Prior studies have identified risk factors for survival in patients with end-stage heart failure (HF) requiring left ventricular assist device (LVAD) support. However, patients with biventricular HF may represent a unique cohort.


We retrospectively evaluated a consecutive cohort of 113 adult, end-stage HF patients at University of California Los Angeles Medical Center who required BIVAD support between 2000 and 2009.
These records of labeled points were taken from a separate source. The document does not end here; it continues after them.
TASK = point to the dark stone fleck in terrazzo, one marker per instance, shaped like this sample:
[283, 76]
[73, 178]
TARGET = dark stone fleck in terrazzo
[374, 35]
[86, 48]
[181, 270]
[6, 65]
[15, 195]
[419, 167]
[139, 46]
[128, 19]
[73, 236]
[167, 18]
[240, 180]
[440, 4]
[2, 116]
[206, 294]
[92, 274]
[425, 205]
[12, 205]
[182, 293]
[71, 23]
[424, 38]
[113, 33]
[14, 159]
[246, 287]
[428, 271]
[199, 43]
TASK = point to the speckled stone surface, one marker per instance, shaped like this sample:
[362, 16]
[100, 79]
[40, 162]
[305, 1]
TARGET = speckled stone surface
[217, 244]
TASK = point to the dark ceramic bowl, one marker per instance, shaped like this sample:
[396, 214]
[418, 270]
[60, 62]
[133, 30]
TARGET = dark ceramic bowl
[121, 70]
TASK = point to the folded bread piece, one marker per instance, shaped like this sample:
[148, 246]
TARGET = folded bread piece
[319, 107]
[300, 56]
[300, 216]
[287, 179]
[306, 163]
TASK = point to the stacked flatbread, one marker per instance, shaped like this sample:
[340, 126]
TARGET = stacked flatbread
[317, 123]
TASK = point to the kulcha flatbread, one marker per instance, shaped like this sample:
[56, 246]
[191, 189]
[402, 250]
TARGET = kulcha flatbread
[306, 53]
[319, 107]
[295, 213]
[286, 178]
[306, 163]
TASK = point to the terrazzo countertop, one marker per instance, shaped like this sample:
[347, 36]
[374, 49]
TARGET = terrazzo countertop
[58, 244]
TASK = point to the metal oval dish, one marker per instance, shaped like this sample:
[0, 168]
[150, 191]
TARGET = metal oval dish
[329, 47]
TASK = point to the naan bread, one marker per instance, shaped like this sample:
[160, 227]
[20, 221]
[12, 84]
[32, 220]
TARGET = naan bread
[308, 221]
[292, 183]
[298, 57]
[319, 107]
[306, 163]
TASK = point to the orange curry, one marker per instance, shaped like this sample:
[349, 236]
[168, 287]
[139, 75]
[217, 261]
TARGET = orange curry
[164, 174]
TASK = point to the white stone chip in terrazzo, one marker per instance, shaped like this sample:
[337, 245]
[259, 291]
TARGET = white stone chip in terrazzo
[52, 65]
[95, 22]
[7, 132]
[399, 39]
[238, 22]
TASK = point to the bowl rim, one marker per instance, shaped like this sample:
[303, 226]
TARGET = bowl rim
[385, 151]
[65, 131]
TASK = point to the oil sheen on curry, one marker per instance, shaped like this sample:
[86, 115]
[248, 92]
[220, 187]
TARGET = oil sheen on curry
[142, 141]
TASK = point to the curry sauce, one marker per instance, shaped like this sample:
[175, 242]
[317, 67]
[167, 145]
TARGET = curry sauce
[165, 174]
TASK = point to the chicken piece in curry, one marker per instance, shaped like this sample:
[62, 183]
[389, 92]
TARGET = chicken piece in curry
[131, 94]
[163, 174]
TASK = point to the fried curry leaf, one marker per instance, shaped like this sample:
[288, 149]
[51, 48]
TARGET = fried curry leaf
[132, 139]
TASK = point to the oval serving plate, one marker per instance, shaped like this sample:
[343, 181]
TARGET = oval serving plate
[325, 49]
Survival to transplant was 66.4%, with 1-year actuarial survival of 62.8%. All patients were Interagency Registry for Mechanically Assisted Circulatory Support (INTERMACS) Level 1 or 2 and received Thoratec (Pleasanton, CA) paracorporeal BIVAD as a bridge to transplant. Univariate analyses showed dialysis use, ventilator use, extracorporal membrane oxygenation use, low cardiac output, preserved LV ejection fraction (restrictive physiology), normal-to-high sodium, low platelet count, low total cholesterol, low high-density and high-density lipoprotein, low albumin, and elevated aspartate aminotransferase were associated with increased risk of death. We generated a scoring system for survival to transplant. Our final model, with age, sex, dialysis, cholesterol, ventilator, and albumin, gave a C-statistic of 0.870. A simplified system preserved a C-statistic of 0.844. Patients were divided into high-risk or highest-risk groups (median respective survival, 367 and 17 days), with strong discrimination between groups for death.


We have generated a scoring system that offers high prognostic ability for patients requiring BIVAD support and hope that it may assist in clinical decision making. Further studies are needed to prospectively validate our scoring system.